SQL Aggregation
Previously, we have been dealing with queries that process one row at a time. When we join, we make pairwise combinations of all of the rows. When we use WHERE
, we filter out certain rows based on the condition. Alternatively, applying an aggregate function such as MAX(column)
combines the values in multiple rows.
CREATE TABLE flights AS
SELECT "AUH" AS departure, 932 AS price UNION
SELECT "LAS", 50 UNION
SELECT "LAX", 89 UNION
SELECT "LAX", 99 UNION
SELECT "SEA", 32 UNION
SELECT "SFO", 50 UNION
SELECT "SFO", 40 UNION
SELECT "SFO", 60 UNION
SELECT "SLC", 49 UNION
SELECT "SLC", 42;
By default, we combine the values of the entire table.
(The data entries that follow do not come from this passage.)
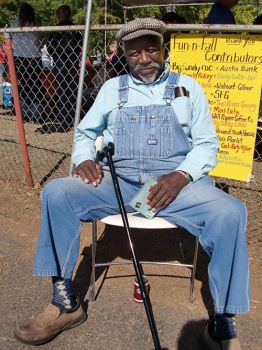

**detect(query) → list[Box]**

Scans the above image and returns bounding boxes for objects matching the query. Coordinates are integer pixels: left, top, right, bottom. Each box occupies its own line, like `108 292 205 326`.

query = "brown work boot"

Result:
201 324 241 350
14 302 87 345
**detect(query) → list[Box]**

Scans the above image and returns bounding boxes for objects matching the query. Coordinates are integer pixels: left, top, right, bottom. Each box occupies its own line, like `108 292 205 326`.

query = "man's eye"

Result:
148 49 158 54
129 52 139 57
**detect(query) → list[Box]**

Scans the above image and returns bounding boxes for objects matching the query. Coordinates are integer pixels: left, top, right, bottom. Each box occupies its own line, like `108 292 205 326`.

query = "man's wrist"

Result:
175 170 193 184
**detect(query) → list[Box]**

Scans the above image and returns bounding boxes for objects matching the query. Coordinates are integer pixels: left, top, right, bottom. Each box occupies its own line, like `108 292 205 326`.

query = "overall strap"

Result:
118 74 129 108
163 72 189 105
163 72 179 103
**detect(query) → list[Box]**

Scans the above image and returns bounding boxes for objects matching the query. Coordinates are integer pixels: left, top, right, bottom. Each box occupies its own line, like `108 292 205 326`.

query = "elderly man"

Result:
15 18 249 349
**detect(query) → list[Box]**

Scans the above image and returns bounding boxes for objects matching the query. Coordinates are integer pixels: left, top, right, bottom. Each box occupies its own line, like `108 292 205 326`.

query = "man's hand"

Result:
72 160 102 186
146 172 189 211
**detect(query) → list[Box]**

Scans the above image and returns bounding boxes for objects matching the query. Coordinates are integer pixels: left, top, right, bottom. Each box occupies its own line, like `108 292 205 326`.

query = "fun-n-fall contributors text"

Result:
170 34 262 181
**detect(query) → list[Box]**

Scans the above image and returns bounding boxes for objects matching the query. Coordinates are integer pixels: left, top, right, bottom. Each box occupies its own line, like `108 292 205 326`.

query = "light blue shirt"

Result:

For example, if we wanted to count the number of flights from our flights
table, we could use:
sqlite> SELECT COUNT(*) from flights;
10
GROUP BY
What if we wanted to group together the values in similar rows and perform the aggregation operations within those groups? We use a GROUP BY
clause.
Here's another example. For each unique departure, collect all the rows having the same departure airport into a group. Then, select the price
column and apply the MIN
aggregation to recover the price of the cheapest departure from that group. The end result is a table of departure airports and the cheapest departing flight.
sqlite> SELECT departure, MIN(price) FROM flights GROUP BY departure;
AUH|932
LAS|50
LAX|89
SEA|32
SFO|40
SLC|42
HAVING
Just like how we can filter out rows with WHERE
, we can also filter out groups with HAVING
. Typically, a HAVING
clause should use an aggregation function. Suppose we want to see all airports with at least two departures:
sqlite> SELECT departure FROM flights GROUP BY departure HAVING COUNT(*) >= 2;
LAX
SFO
SLC
DISTINCT
Note that the COUNT(*)
aggregate just counts the number of rows in each group. Say we want to count the number of distinct airports instead. Then, we could use the following query:
sqlite> SELECT COUNT(DISTINCT departure) FROM flights;
6
This enumerates all the different departure airports available in our flights
table (in this case: SFO, LAX, AUH, SLC, SEA, and LAS).